Every time she lies, and I realise, she hurts me. She stabs me, and it is her fault. Surely she knows by now that FRIENDSHIP isn’t about LIES. I’m going to worry anyway, I’ve cried myself to sleep the last few nights anyway, just thinking. And soon enough, I found out, anyway. Talk to me. You don’t have to listen to me, listening is hard, but please to god be honest with me.

Yes, I am angry. Yes, I’m very angry. Because I tried to hard to make it easy for you, to help you, and most of all, to be here for you. Don’t you remember where this started? Don’t you remember how this makes me feel? Don’t you remember how much I hate it when you LIE TO ME!? Don’t you remember how bad it got, and how bad you were, and how you just didn’t eat at all? That could be happening now. I wouldn’t know though, you’re too far away. You could be taking laxatives, or weighing yourself ten times a day again. I wouldn’t know unless you trust and tell me. But you won’t, will you? I have 21 assignments to do, but I’m curled up on my bed, crying. Crying because I love you. Crying because you lied. Crying because I’m worried. Crying because it’s not healthy. Crying because I need you. Crying because you deserve better than this. Crying because I care.

I don’t have to read back through my posts from a year ago to know how it feels to see you suffer. But maybe you should try it. I don’t have to read them to see how helpless I was and how much I cared, and how much I needed you to trust me. But I think that perhaps you do.

Lying to me helps nobody, and if you’re going to continue, I’m going to start doubting if this friendship is worth it anymore.

I know it’s hard. Trust me, I know. But friends don’t work unless we’re honest. Friends don’t work unless we care. Friends don’t work unless we respect each other.

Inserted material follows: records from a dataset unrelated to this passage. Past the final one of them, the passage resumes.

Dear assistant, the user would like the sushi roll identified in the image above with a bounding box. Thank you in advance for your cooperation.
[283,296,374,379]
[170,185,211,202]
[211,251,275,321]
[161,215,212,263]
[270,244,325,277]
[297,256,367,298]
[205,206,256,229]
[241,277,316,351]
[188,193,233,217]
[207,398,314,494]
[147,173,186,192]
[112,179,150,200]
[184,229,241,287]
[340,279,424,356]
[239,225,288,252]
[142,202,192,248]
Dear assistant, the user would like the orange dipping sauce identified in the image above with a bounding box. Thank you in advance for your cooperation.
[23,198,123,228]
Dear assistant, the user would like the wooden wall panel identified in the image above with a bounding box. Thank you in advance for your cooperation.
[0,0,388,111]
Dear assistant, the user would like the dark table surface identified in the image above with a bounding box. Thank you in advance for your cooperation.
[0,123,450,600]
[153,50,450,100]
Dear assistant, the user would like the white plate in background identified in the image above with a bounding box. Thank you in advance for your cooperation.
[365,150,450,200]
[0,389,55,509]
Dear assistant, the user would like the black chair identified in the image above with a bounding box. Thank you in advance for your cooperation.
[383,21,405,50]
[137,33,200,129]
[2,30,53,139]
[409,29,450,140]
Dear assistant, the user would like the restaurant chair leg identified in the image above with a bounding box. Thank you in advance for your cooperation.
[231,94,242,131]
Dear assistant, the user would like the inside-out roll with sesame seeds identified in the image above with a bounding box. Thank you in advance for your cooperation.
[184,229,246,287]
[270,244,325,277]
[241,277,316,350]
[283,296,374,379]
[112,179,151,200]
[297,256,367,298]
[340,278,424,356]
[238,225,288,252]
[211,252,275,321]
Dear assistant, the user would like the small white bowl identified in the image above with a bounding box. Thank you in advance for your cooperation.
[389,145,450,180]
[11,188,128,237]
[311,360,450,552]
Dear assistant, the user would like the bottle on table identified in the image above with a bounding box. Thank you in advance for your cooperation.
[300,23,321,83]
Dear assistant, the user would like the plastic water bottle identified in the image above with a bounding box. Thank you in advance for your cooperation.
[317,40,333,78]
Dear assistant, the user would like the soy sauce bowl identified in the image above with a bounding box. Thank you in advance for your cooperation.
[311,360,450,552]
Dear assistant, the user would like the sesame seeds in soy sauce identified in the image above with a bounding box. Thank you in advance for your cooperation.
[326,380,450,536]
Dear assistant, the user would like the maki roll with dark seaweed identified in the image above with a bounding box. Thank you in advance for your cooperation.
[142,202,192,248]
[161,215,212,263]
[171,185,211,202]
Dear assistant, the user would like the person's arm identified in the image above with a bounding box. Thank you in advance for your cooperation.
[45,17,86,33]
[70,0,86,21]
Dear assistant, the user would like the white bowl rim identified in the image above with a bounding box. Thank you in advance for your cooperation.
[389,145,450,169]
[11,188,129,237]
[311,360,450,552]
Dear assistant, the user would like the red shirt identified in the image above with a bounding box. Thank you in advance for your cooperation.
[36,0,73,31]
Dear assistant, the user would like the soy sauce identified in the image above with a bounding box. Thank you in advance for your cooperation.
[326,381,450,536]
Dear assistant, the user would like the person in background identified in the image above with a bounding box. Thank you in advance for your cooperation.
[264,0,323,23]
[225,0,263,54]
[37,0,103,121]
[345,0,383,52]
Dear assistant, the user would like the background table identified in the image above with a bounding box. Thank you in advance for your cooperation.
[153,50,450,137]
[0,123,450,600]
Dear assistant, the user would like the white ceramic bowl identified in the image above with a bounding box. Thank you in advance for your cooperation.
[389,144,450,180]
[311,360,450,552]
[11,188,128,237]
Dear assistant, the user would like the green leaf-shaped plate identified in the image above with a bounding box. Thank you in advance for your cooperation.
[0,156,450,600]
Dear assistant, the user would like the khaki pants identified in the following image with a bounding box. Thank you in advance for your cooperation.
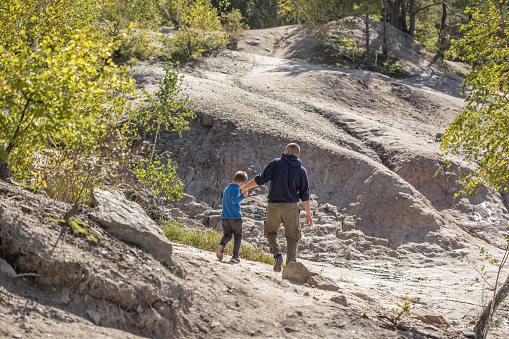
[263,202,302,263]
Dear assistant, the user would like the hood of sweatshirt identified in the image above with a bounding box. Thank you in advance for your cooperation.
[281,153,302,167]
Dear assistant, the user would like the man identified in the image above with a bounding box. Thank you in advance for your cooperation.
[241,143,313,272]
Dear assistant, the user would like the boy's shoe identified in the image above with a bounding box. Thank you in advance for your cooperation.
[274,254,283,272]
[216,245,223,260]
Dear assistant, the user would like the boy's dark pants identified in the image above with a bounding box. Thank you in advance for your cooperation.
[219,218,242,256]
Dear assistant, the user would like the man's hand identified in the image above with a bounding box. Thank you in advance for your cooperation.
[302,200,313,227]
[306,214,313,227]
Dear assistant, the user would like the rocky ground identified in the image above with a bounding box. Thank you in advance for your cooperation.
[0,18,509,338]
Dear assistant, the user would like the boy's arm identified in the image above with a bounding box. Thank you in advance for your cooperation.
[240,179,259,193]
[232,190,246,204]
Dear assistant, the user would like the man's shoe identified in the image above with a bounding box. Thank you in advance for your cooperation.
[274,254,283,272]
[216,245,223,260]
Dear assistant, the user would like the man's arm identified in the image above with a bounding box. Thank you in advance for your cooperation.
[240,179,259,194]
[302,200,313,227]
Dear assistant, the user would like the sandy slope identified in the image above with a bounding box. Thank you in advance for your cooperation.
[0,21,508,338]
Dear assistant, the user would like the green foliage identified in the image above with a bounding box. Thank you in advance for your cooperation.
[50,218,101,244]
[441,0,509,195]
[131,154,184,200]
[100,0,161,59]
[0,1,134,191]
[221,9,249,40]
[168,0,227,59]
[160,219,274,265]
[0,0,192,216]
[122,62,194,199]
[391,294,420,324]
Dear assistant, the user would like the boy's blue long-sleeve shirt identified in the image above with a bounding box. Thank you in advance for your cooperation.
[221,183,244,219]
[254,154,309,203]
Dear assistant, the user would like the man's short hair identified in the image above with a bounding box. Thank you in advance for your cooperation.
[286,142,300,157]
[233,171,247,182]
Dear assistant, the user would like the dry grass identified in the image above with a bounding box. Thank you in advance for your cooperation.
[160,220,274,265]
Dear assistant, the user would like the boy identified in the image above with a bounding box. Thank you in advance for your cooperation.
[216,171,248,263]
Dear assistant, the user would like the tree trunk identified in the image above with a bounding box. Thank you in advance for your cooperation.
[382,7,389,57]
[366,14,371,67]
[408,0,415,36]
[474,276,509,339]
[384,0,401,30]
[439,0,447,59]
[161,0,180,30]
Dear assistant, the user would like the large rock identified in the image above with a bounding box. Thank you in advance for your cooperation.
[306,275,339,291]
[283,262,316,284]
[90,189,172,264]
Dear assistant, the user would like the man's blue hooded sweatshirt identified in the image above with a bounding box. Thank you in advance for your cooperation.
[254,153,309,203]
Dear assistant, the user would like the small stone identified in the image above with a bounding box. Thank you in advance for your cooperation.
[283,262,316,284]
[87,310,101,325]
[0,258,18,278]
[306,275,339,291]
[330,294,348,307]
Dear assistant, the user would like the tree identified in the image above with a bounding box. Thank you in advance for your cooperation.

I’m not asking you to change. I’m not asking you to get help. I know it isn’t easy and I know it won’t go away. What I’m asking is that you treat me like the friend that you claim I am. Answer my questions honestly, and don’t try to make me feel better because you think I need it.

That only makes things about three billion times worse when I found out, as you’d realise if you could see me now.

I’m broken, I’m hurt, and I’m more afraid than ever before.